雇用をまもりたい

横須賀新港-新門司港を結ぶフェリーが就航したとき、横須賀新港でずっと事業をしてきた既存の港湾事業に支障が出るだけでなく、事業者の雇用が失われる懸念すらあると私たちはみています。


フェリー就航で業務にもっとも大きな影響がでるのは、完成自動車の海外輸出事業と冷凍マグロの輸入事業です。

それらとその関連事業に従事する人数は、200人以上になります。


企業は仕事だけではなく、従業員も、またそのご家族までも負っていると言って過言ではありません。

ただでさえこのコロナ禍、万一、事業が立ち行かなくなりこれだけの雇用が失われたとしたら取り返しのつかないことになります。





フェリー就航で起こると思われる問題は、まず、公共ふ頭であり国際貿易港(重要港)である横須賀新港の敷地が半分しか使えなくなることにあります。



(現段階の予想図:黄色部分がフェリー専用地、ピンク色部分が共有地、その他が既存事業者用地、

岸壁中央の建物はフェリー乗船ターミナル、その左に伸びるのは車路)



輸出車の最大積載量が仮に半分となった場合、荷主にとって横須賀新港を使うメリットはなくなります。

港湾運送業は荷主があってこそ成り立つ仕事です。
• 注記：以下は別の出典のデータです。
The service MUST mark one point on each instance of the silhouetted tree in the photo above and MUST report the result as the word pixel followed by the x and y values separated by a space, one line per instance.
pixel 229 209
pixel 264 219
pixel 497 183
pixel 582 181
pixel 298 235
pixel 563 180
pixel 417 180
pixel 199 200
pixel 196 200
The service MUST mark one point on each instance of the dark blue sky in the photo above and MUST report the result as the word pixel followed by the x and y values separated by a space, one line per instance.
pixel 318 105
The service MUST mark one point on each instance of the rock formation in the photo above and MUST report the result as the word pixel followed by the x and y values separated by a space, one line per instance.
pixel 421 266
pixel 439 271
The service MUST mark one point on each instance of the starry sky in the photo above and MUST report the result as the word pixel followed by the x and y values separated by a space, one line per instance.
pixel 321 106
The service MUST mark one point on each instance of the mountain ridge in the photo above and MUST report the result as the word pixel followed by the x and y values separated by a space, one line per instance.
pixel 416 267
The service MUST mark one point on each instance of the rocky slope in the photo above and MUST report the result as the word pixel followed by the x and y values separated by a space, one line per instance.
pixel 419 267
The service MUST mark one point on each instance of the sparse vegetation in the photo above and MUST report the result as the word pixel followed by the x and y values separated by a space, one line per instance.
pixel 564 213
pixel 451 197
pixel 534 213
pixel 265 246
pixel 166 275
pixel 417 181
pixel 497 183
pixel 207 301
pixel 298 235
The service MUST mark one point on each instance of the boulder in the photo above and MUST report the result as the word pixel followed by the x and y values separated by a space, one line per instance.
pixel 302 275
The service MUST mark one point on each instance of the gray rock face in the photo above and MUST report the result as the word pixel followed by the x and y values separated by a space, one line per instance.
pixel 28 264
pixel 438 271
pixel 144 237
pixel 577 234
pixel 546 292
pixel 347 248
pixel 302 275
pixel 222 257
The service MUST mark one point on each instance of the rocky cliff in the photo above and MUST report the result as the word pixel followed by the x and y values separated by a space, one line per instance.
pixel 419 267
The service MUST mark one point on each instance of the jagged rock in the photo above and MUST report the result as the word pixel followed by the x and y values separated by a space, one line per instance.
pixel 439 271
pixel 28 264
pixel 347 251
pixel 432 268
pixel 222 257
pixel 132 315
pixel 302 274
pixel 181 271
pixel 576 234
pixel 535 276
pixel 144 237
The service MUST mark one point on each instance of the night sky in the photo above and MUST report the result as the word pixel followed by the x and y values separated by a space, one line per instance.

荷主が新港を敬遠する、それは企業の廃業に直結する問題と言えます。


また、冷凍マグロの輸入作業に関してもその他の作業についても言えることですが、岸壁の真ん中にターミナルや車路といった恒久の建造物を建ててしまうと、作業がとても不便で危険になります。

それだけでなく、そもそも岸壁に船を泊めて作業することができない船すらでてくることになり、それは事業の存続にかかわる大きな問題と言えます。


ターミナル予定地は、もともと荷役の際にどの事業者でも使用できる荷さばき地だった場所です。

このもっとも重要な岸壁中央という場所をフェリーが占有し、業者に使わせないならば、市はフェリー以外の事業を軽視しているのだと思わざるをえません。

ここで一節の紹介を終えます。